O exercício físico é proposto como um fator de estilo de vida que é importante agente na modulação da microbiota. Mas é como dizem: a diferença entre o remédio e o veneno está na dose, e o mesmo é válido para a influência do exercício na saúde intestinal. O exercício em volume e intensidade elevados, especialmente quando acima da capacidade física individual, se torna um estressor e pode gerar uma disrupção na homeostase intestinal.
Um dos benefícios atribuídos ao exercício quando o assunto é microbiota é o aumento da diversidade microbiana. A diversidade é uma característica importante dentro de qualquer ecossistema, garantindo estabilidade e propiciando que cada espécie ali dentro possa exercer com eficiência sua função. Logo, quando falamos de diversidade microbiana no ambiente intestinal, não nos referimos apenas a composição de microrganismos presentes ali, mas também a sua funcionalidade local e que repercute na saúde como um todo (fator limitante para a interpretação de muitos estudos na área, visto que na maioria das vezes, analisa-se a composição e suas alterações, sem levar em conta a atividade metabólica de determinada espécie, que pode variar muito dependendo do ambiente que se encontra).
Essa característica da diversidade é um dos parâmetros da microbiota que parece variar do extremo positivo para o negativo de acordo com a intensidade do exercício praticado.

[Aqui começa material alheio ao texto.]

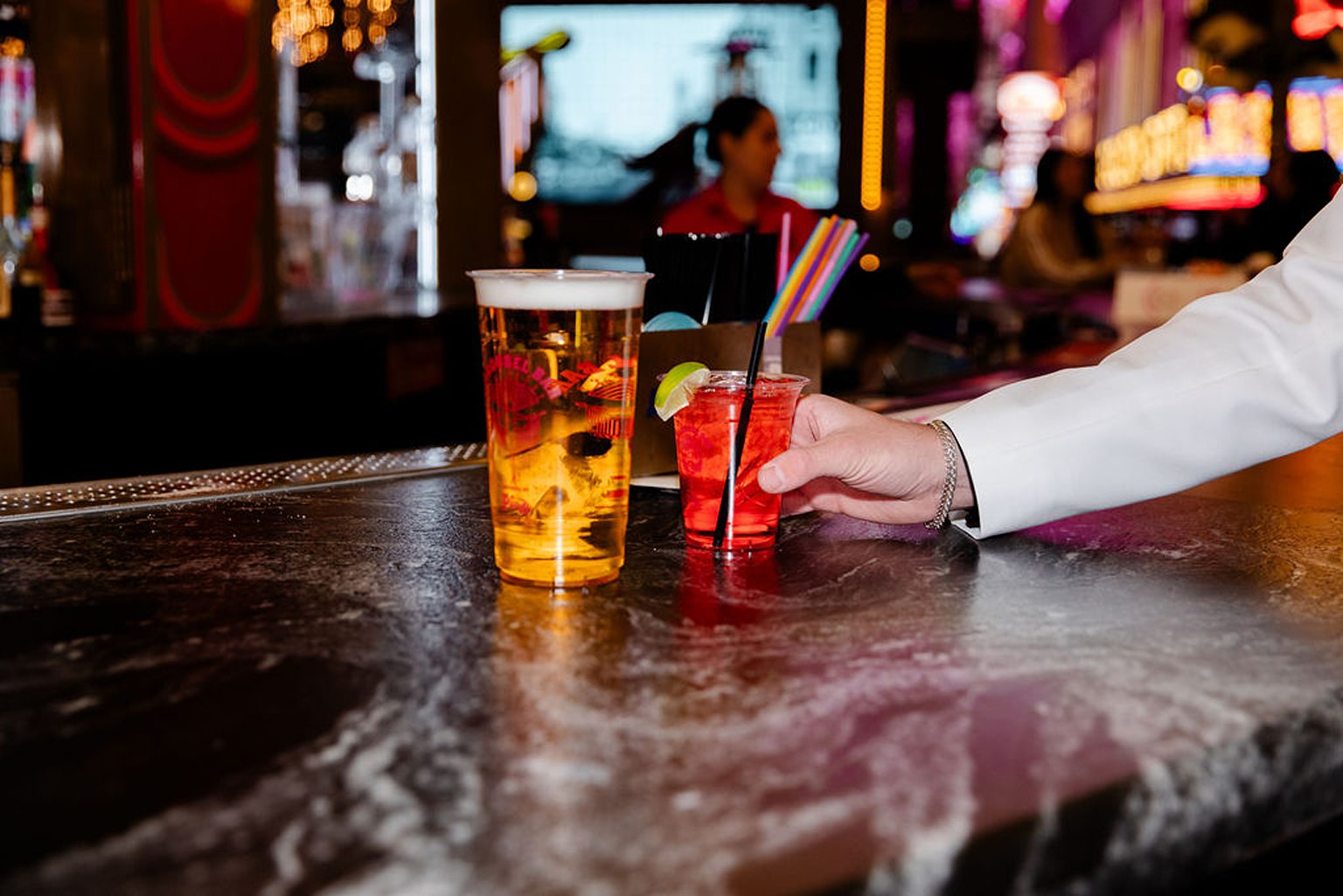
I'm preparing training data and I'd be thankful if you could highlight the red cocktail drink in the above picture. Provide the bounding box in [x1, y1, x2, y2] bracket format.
[673, 371, 809, 551]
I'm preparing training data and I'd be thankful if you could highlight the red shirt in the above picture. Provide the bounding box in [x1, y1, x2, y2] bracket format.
[662, 180, 820, 258]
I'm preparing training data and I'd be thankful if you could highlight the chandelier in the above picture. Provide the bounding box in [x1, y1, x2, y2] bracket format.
[270, 0, 406, 66]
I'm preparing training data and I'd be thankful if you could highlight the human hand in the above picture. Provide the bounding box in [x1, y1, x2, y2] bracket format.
[757, 395, 974, 523]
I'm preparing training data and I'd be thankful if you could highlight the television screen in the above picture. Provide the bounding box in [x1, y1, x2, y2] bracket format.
[501, 3, 839, 208]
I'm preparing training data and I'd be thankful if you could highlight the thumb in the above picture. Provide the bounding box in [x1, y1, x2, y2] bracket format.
[756, 442, 834, 495]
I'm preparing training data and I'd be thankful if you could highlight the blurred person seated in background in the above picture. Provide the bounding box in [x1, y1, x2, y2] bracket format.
[998, 149, 1115, 290]
[662, 97, 820, 258]
[757, 185, 1343, 538]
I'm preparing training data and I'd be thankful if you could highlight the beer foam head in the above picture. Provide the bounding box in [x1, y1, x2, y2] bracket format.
[466, 270, 652, 312]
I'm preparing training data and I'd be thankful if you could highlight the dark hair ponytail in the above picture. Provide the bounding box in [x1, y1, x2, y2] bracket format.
[704, 97, 766, 161]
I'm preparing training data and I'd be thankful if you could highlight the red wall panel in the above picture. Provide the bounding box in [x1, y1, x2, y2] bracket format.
[121, 0, 274, 329]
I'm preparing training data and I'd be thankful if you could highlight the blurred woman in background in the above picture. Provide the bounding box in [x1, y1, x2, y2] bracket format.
[998, 149, 1115, 290]
[662, 97, 820, 257]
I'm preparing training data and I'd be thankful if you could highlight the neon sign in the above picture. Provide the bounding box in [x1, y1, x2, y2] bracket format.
[1292, 0, 1343, 40]
[1286, 78, 1343, 163]
[1096, 85, 1273, 191]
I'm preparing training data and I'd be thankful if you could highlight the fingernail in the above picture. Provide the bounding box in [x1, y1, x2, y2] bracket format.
[756, 462, 783, 493]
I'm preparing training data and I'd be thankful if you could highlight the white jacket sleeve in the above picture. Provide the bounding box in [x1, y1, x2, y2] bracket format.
[944, 196, 1343, 538]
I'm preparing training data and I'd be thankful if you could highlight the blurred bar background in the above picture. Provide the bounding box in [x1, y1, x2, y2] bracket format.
[0, 0, 1343, 486]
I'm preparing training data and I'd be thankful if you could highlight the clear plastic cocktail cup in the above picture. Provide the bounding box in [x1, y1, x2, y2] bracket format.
[673, 371, 809, 551]
[470, 270, 650, 587]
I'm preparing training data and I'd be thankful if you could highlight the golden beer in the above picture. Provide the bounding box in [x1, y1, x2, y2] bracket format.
[471, 270, 649, 587]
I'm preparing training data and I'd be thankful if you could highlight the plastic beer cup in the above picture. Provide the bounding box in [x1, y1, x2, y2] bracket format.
[673, 371, 809, 551]
[469, 270, 650, 587]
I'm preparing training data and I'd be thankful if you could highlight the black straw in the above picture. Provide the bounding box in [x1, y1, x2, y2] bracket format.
[713, 317, 767, 551]
[699, 235, 722, 326]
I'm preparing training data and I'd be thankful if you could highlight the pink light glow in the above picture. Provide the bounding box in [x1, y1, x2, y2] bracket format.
[1045, 0, 1073, 24]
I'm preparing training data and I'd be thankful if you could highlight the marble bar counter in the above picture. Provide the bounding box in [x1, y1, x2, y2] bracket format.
[0, 443, 1343, 896]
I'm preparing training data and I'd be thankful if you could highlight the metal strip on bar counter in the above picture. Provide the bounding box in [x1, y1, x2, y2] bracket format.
[0, 442, 484, 523]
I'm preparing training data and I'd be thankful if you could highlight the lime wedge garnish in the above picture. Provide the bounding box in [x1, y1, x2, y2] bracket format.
[652, 361, 709, 420]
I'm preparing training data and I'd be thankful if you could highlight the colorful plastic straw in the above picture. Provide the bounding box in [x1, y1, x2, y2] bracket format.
[766, 215, 839, 336]
[771, 218, 844, 336]
[764, 215, 867, 337]
[787, 220, 859, 323]
[797, 233, 867, 321]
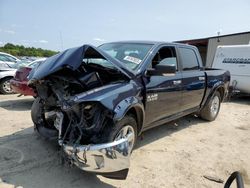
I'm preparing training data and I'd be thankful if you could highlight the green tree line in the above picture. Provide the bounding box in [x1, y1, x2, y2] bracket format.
[0, 43, 58, 57]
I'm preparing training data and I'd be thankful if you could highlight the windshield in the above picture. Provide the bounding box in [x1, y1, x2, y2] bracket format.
[99, 43, 153, 70]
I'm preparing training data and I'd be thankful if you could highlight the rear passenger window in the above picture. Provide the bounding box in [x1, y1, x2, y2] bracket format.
[179, 48, 199, 71]
[152, 46, 178, 70]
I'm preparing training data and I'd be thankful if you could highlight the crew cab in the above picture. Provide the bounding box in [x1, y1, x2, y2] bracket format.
[28, 41, 230, 179]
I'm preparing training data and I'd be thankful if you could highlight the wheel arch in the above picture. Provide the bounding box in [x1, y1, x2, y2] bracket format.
[113, 97, 145, 135]
[0, 76, 14, 82]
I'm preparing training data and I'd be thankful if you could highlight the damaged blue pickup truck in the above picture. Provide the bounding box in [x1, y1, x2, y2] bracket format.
[28, 41, 230, 179]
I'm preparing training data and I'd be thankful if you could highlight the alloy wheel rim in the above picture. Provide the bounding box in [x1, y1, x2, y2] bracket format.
[115, 125, 135, 153]
[3, 80, 12, 93]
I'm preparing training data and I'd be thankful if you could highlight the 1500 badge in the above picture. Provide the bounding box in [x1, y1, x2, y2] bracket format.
[147, 93, 158, 102]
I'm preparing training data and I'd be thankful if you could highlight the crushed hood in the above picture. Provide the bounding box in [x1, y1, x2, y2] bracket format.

Porém, a capacidade física e o estado nutricional dos indivíduos também devem ser levados em conta na hora de considerarmos essa associação.
Em indivíduos não atletas, os benefícios de aumento da diversidade microbiana tendem a ser observados a partir da prática regular de exercício moderado, respeitando seu nível de preparo físico. Ainda, aqueles que se localizam na faixa adequada de IMC parecem ter esse efeito mais significativo do que indivíduos obesos praticantes de atividade física.
Já quando pensamos em atletas de alto nível, que necessariamente possuem uma carga de treino mais intensa, é preciso mais cuidado. Práticas exaustivas, principalmente de modalidades de endurance, geralmente se associam a desconfortos gastrointestinais agudos induzidos pela redução de fluxo sanguíneo no intestino, como náuseas, dor abdominal e até vômitos. Quando não há a recuperação adequada e tal condição acontece de maneira crônica, as consequências podem ser preocupantes.
Uma carga muito elevada de treino, em volume e intensidade, precisa ser finamente ajustada a aspectos de dieta e sono, ou pode acabar limitando a capacidade fisiológica de adaptação muscular, devido ao excesso de estresse oxidativo e inflamação. Além disso, durante treinos muito intensos, aumenta a necessidade de oxigênio e nutrientes no músculo. Nesse cenário, a perfusão sanguínea em outros órgãos diminui para atender as demandas musculares. Essa perda de perfusão sanguínea acontece no intestino e causa uma “isquemia temporária”, que, repetidamente acaba causando aumento da permeabilidade intestinal e o ambiente perfeito para o crescimento de patógenos oportunistas como Peptostreptococcus, Staphylococcus, Peptoniphilus, Acidaminococcus e Fusobacterium, com consequente aumento de produção de toxinas. Essa “invasão” leva à inflamação sistêmica de baixo grau e promove um estado catabólico no músculo, enquanto no ecossistema intestinal isso pode resultar em perda de espécies bacterianas com potencial anti-inflamatório importante como Bacteroides, Faecalibacterium, Collinsella e Roseburia.
Logo, o grande problema do treinamento excessivo reside em quando este está acima da capacidade física do indivíduo e/ou não possui o suporte dietético e de descanso adequados, fazendo com que o treino se torne um estressor e afete, entre outros órgãos e sistemas, a composição do microbioma.